Invoice Factoring is one of the most misunderstood programs for small to medium size businesses that is used by most larger businesses. Invoice Factoring helps businesses grow and eases cash flow concerns by getting invoices paid in 24 hours. Any business that is net 7, net 15, net 30 or net 45 should utilize invoice factoring for growth. As long as the company is business to business or business to government and doesn’t utilize progress billing it should be a great fit. For example let’s say there’s a manufacturing company Widge Co, that produces widgets and sells the widgets to ABC Co. Once the widgets are delivered the company invoices ABC co and it’s due in 30 days(net 30). Now Widge Co has to wait 30 days to be paid after they laid out money for materials, marketing, payroll etc and as this company takes on more clients it can cause them to run short on cash or turn away new orders. If they borrow money through a loan or line of credit it only helps temporarily. The fundamental challenge is still there only now there’s an added payment. With Factoring Widge Co would submit the ABC co invoice to be factored. Let’s say it’s for $10,000. Widge Co would receive $9,000 and the factor would hold the other $1,000 in reserve until ABC Co pays the factor directly. Once ABC co pays the factor would release the reserve minus their fee of 2%, Wide Co would receive $800. Essentially it only cost Widge Co $200 to have their cash the next day. This helps them grow and scale without taking on debt.

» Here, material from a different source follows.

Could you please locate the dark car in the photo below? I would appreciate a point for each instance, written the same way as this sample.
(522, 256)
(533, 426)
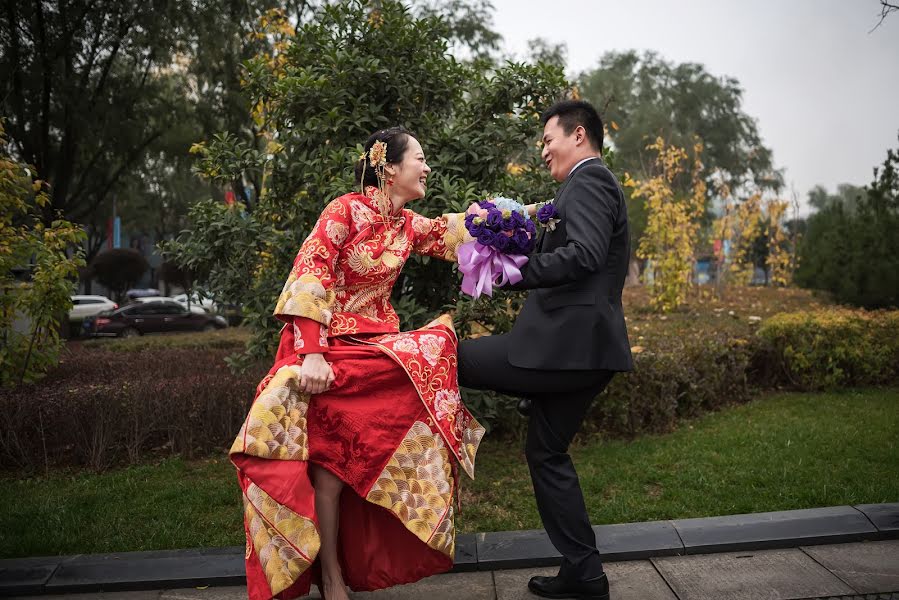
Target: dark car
(162, 316)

Project Funding is a very unique program designed for commercial contractors and manufacturing companies to finance upcoming jobs/contracts. This program isn’t found at a bank. The program gives the company funds to start the work based on the contract/job. Only funds that are drawn are charged. This helps these companies start more work or bid on larger jobs that they might not have been able to because they didn’t have the funds to start. Typically a company can take/draw up to 20% of the total contract. They are charged 5%/30 days on only what’s drawn. For example ABC co just signed a $2,000,000 contract with DEF co. ABC co submits their agreement and needs money to start the job. They can draw up to $400,000. ABC co only draw’s $200,000 and starts work. They finish their first milestone and the DEF co pays the underwriters holding account $300,000 on day 29. The underwriter takes the $200,000 that was drawn and the fee of $10,000 then ABC receives the other $90,000 to complete the project. This helps ABC co without cutting into their margin.